C’est l’une des idées les plus abjectes de Theresa May, qui a fameusement instauré une politique de hostile environment lorsqu’elle était à la tête du Home Office. En partie parce qu’elle voulait faire plaisir à ses électeurs anti-immigration, en partie pour montrer qu’elle pouvait faire baisser les chiffres là où le Labour n’avait pas pu/pas voulu (toutes les études montrent que le UK est bénéficiaire en terme d’immigration) mais aussi en partie parce que c’est une xénophobe à l’esprit étriqué de fille de curé provincial.
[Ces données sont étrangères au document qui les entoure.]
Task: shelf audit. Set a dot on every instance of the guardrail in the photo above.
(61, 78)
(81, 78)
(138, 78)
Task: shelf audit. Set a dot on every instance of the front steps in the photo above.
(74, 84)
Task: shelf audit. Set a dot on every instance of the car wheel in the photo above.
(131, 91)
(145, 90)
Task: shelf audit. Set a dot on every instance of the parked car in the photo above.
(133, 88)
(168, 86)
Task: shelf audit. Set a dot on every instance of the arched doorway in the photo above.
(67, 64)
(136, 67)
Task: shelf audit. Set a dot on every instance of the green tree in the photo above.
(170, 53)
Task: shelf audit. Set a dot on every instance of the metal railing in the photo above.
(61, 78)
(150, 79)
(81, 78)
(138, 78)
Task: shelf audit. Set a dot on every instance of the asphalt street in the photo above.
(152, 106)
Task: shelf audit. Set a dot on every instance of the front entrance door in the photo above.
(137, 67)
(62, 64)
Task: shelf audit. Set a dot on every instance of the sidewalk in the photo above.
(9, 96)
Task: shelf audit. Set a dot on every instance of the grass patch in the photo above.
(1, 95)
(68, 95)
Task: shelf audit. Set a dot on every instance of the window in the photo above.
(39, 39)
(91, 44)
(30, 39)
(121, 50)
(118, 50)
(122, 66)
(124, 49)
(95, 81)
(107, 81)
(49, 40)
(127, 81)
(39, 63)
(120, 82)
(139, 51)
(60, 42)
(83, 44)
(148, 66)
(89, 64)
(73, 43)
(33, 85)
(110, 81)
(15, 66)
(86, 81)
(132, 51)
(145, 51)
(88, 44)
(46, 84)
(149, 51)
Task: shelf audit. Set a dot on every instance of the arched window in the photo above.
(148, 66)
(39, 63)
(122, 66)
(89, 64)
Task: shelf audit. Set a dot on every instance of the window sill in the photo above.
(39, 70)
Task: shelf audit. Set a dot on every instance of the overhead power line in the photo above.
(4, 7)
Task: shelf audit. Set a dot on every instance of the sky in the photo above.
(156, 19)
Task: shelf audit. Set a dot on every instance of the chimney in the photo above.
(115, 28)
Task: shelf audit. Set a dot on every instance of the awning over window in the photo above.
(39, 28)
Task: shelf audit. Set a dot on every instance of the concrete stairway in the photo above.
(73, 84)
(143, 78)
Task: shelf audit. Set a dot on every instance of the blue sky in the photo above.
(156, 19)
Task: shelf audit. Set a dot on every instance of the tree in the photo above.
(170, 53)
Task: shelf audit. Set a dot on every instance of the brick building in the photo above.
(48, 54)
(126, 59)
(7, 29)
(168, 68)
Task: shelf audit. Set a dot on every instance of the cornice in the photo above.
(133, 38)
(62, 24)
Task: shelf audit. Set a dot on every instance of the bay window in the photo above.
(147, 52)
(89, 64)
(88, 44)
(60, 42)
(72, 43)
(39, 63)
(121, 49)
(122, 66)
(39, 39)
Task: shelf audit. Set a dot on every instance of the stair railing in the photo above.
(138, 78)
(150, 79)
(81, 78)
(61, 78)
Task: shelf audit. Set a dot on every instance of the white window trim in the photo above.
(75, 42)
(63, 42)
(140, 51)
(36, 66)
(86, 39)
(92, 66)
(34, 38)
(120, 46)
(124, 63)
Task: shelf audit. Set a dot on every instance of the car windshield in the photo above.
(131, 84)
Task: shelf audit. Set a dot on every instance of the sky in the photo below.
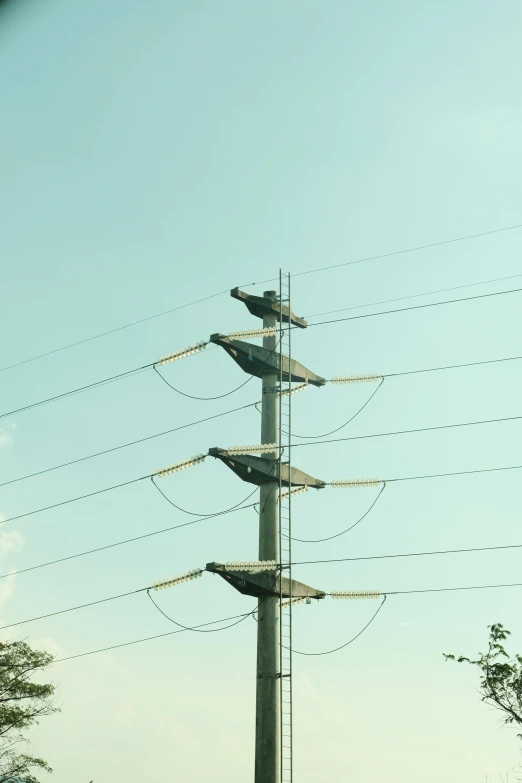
(156, 154)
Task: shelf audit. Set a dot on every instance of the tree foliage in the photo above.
(501, 676)
(22, 703)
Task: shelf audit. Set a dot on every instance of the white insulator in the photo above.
(350, 594)
(294, 390)
(300, 600)
(177, 580)
(172, 357)
(188, 463)
(340, 483)
(269, 331)
(251, 565)
(355, 378)
(293, 491)
(259, 448)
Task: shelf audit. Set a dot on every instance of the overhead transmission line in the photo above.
(232, 391)
(252, 505)
(410, 432)
(462, 365)
(149, 638)
(172, 357)
(198, 572)
(126, 445)
(313, 443)
(87, 552)
(415, 296)
(413, 307)
(363, 260)
(360, 558)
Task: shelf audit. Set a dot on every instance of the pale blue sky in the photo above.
(157, 153)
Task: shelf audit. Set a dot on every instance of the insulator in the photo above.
(260, 448)
(177, 580)
(251, 565)
(350, 594)
(294, 389)
(293, 491)
(188, 463)
(340, 483)
(172, 357)
(269, 331)
(355, 378)
(300, 600)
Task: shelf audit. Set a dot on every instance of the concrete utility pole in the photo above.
(267, 690)
(269, 473)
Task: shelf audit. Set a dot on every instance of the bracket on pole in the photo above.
(260, 470)
(259, 361)
(262, 305)
(264, 583)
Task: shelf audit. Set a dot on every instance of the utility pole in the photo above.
(268, 691)
(273, 758)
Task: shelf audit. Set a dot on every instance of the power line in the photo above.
(414, 249)
(412, 307)
(78, 390)
(147, 589)
(354, 416)
(410, 432)
(193, 397)
(400, 592)
(260, 282)
(126, 445)
(248, 614)
(410, 554)
(454, 473)
(125, 541)
(111, 331)
(193, 513)
(452, 367)
(337, 535)
(195, 628)
(78, 497)
(414, 296)
(336, 649)
(244, 407)
(73, 608)
(451, 589)
(148, 638)
(358, 437)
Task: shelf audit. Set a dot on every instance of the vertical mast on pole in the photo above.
(267, 693)
(285, 541)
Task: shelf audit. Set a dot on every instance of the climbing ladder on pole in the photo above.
(285, 541)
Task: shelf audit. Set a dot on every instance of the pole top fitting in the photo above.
(268, 304)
Il suffit de parcourir quelques pages de la section Immigration sur le Guardian pour voir qu’il y a un sacré problème dans la façon dont les immigrants sont traités par le gouvernement en ce moment – juste ce matin je lisais l’histoire de cette Chinoise, privée de son passeport depuis 2014, ayant donné plus de £2,000 au Home Office, et traumatisée par l’arrivé d’un raid au petit matin. En ce moment il y aurait 1,000 highly-skilled migrants risquant d’être déportés, tout cela pour faire baisser les chiffres sans aucune considération pour leur parcours de vie. Les employés du Home Office seraient motivés à faire du chiffre – des expulsions donc – par toute sorte de bons cadeaux, jours de vacances en plus et bonus.
La Windrush Generation
Mais ce qui a vraiment choqué l’opinion publique ici, c’est la façon dont ils se sont comportés avec des gens venus légalement au UK, et vivant ici depuis les années 1960s: la Windrush Generation. Le hostile environment voulu par les Conservateurs a fait que ces citoyens du Commonwealth – et donc de l’ancien empire britannique – se sont retrouvés du jour au lendemain sans avoir assez de preuves de leur statut, alors qu’ils n’avait pas eu de problèmes pendant des décennies.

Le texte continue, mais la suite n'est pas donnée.